The Perfection of the Morning by Sharon Butala (114)

This is a memoir-type book about her journey from a career in academe to the West with her new husband. She obviously made a lot of sacrifices. But I am sure there are still things that she misses about her previous life.

In 1976 Sharon Butala left a promising academic career to marry a cattle rancher in southwest Saskatchewan.

Initially, she was overwhelmed by the isolation of her new life. She struggled to find a connection with the land that encircled her.

Through her dreams and visions, Butala embarks on a spiritual journey to define herself as a woman and as a writer, learning along the way to find a guiding force in Nature.

This book illustrates evocative and moving prose. It is a revelation of self and affirmation of the healing power of Nature that will echo in the mind and heart if only we are open to it.

I loved the book and will buy a copy from ABE books.

Rating: 5 stars


Posted in Author from Saskatchewan, Award Winning Author, Emancipation, Empowerment, Excellence, Lives of Women, Nature, Nonfiction | Leave a comment

The Garden of Eden by Sharon Butala (113)

Here is another book by Sharon Butala!  This one is a fictional book. It is written almost poetically. It is like a good meal, it has all the flavours and textures to make a delightful story.

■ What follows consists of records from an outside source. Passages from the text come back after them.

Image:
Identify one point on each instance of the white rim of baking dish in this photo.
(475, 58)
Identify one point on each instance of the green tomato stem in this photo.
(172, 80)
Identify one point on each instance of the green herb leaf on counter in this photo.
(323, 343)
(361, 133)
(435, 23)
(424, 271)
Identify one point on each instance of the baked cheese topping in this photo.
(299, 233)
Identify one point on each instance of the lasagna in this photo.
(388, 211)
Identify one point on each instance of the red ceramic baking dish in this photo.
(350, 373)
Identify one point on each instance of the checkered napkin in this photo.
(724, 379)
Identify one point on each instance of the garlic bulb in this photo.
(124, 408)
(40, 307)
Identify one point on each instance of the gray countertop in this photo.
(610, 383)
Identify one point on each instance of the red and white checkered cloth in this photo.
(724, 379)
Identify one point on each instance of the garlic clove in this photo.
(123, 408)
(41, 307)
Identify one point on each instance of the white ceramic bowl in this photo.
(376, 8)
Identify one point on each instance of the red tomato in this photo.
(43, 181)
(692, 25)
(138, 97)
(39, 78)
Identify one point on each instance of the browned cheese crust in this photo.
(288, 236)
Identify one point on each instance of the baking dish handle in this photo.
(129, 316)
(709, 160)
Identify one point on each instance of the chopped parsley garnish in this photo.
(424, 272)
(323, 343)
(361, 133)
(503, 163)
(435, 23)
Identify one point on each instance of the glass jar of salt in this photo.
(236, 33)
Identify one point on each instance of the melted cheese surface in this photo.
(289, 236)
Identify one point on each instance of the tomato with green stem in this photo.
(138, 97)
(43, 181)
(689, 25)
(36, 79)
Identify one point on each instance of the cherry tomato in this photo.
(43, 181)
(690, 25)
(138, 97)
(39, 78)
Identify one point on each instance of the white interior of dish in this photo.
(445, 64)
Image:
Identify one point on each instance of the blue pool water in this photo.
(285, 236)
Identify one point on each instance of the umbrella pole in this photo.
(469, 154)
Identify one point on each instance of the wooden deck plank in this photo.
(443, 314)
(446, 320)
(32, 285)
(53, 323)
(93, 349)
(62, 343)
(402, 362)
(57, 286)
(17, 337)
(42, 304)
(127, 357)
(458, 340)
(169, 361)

This is a sweeping, many-layered novel of death and redemption that takes us from the Saskatchewan prairie to famine-stricken Ethiopia, and into the hearts and souls of two women.

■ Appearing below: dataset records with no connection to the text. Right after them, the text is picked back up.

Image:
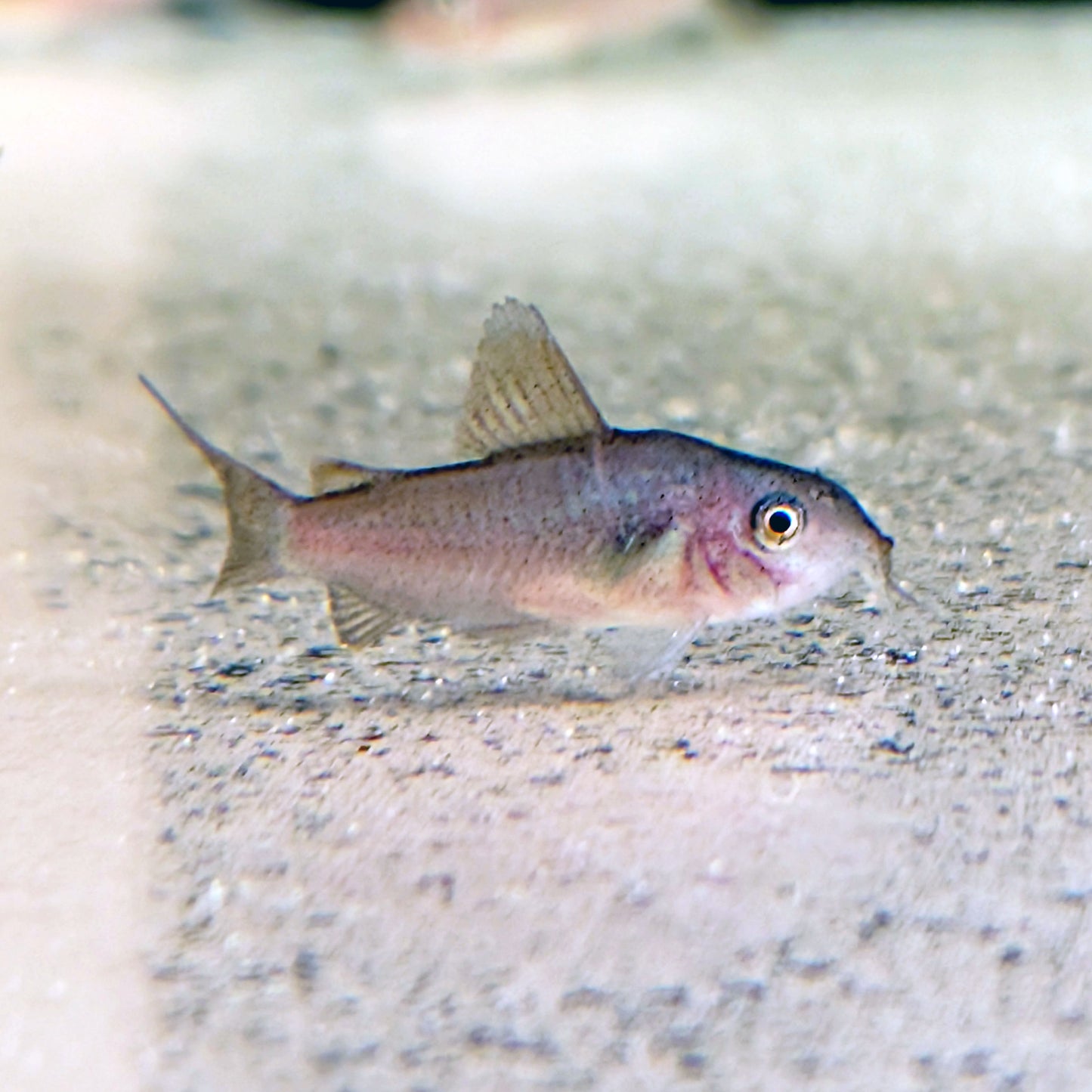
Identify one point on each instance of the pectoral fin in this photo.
(357, 621)
(522, 389)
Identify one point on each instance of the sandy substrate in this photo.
(844, 849)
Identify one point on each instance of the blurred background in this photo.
(844, 849)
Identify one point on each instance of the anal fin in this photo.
(357, 621)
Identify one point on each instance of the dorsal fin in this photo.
(357, 621)
(522, 389)
(336, 475)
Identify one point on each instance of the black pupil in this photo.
(780, 521)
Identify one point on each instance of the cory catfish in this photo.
(555, 517)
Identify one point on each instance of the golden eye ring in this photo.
(778, 521)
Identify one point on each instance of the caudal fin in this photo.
(257, 511)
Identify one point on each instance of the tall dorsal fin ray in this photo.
(357, 621)
(523, 389)
(336, 475)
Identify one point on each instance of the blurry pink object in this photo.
(519, 31)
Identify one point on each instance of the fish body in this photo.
(558, 519)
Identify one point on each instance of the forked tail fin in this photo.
(257, 512)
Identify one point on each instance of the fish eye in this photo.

Iris is a farmer’s wife living comfortably near the small town of Chinook. She finds her life suddenly out of control. Jolted out of her complacency by death, grieving for lost love, guilty over an aging mother, she sets out on a quest for self-understanding. If only she could find her niece Lannie, whom she once raised.  Then perhaps she could understand her troubling dreams, and the mysterious ache in her heart.

This book is Sharon Butala at her best!  This is a brilliantly imagined novel of family disintegration and renewal written in he simple but powerful style that so endears her to her readers.

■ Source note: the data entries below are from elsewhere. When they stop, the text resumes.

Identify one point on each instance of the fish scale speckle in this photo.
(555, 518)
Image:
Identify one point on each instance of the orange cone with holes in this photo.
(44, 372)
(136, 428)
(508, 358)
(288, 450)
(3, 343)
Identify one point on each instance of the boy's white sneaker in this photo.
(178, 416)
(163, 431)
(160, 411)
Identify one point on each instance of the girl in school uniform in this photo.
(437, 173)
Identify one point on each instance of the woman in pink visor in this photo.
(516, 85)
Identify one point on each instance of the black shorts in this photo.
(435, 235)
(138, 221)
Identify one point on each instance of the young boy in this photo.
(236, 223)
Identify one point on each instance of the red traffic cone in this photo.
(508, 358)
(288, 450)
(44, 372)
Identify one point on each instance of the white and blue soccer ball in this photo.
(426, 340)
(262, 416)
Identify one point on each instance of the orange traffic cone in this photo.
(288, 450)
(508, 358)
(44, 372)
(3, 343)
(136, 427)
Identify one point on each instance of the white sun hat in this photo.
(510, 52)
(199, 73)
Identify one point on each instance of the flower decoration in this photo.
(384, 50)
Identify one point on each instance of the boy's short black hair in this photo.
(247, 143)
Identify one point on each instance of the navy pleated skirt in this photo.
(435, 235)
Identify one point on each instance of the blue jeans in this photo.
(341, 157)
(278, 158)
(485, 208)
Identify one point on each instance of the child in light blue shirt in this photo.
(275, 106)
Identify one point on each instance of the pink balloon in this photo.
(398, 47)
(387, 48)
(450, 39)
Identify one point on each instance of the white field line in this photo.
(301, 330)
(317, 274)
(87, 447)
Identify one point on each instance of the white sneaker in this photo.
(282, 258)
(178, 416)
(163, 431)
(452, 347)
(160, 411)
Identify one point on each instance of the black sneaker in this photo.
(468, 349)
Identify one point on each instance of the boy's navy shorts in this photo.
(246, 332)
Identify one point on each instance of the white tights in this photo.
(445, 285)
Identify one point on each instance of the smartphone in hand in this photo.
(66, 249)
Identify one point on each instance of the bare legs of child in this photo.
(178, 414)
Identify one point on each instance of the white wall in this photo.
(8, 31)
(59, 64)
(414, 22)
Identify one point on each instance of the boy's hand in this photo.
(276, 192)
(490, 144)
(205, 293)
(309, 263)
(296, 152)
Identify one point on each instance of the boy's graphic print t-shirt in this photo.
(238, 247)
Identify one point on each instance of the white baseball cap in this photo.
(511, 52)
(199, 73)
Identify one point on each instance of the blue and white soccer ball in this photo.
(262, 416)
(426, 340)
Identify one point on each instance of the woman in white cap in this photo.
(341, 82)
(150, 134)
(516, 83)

The story is grounded in the prairie landscape that Butala has made very much her own. It is a universal story interweaving history, myth, dream and vision. It is a story that will capture a reader’s attention and encourage the reader to keep reading the story until the last word has been read. I just LOVE stories like that!

Rating: 5 stars

Reviewed by: Irene S. Roth

Posted in Author from Saskatchewan, Book about Nature, Compassion, Courage and strength, Creating Balance, Cultural Diversity, Culture in Canada, Emancipation, Fiction | Leave a comment

Lilac Moon by Sharon Butala (112)

I have recently started reading this author that I was completely unfamiliar with before.  I saw the books at my local library and they tweaked my attention immediately. I just love prairie authors. I have been trying to pick as many books by authors from Saskatchewan. It has become my second hobby and interest.

Sharon Butala is one of these authors that once you start reading her work, you won’t want to stop. This is a nonfiction book about what it means to live in the Western part of Canada where it is cold and the snow is constant.

What does it mean to be a Westerner? What is the Western experience and, by extension, what makes up the Western soul?

In this book, Sharon Butala challenges and inspires us to think about the West in fresh ways. She begins by transporting the reader to her Saskatchewan ranch, where there is a soft lilac moon lights the vastness of the prairie landscape.

Then, in a series of wide-ranging chapters that ponder the question What Makes a Westerner? she explores the myths, the history, the people and the three prairie provinces.

From the pioneer past to Western stereotypes, from racial and ethnic equalities to party politics, from rural legends to urban realities, this book effortlessly interweaves strands of history, family, politics, and culture.

Butala’s deep western roots — her family blends both French and English culture as and has lived in the West for five generations–and her eloquent, perceptive and questioning style combine to produce a book rich in insight and revelation.

This is a book not just for westerners but for all Canadians who want to experience their own dream of the West.

After reading this book, I have definitely put Saskatchewan on my list of places to visit in the near future!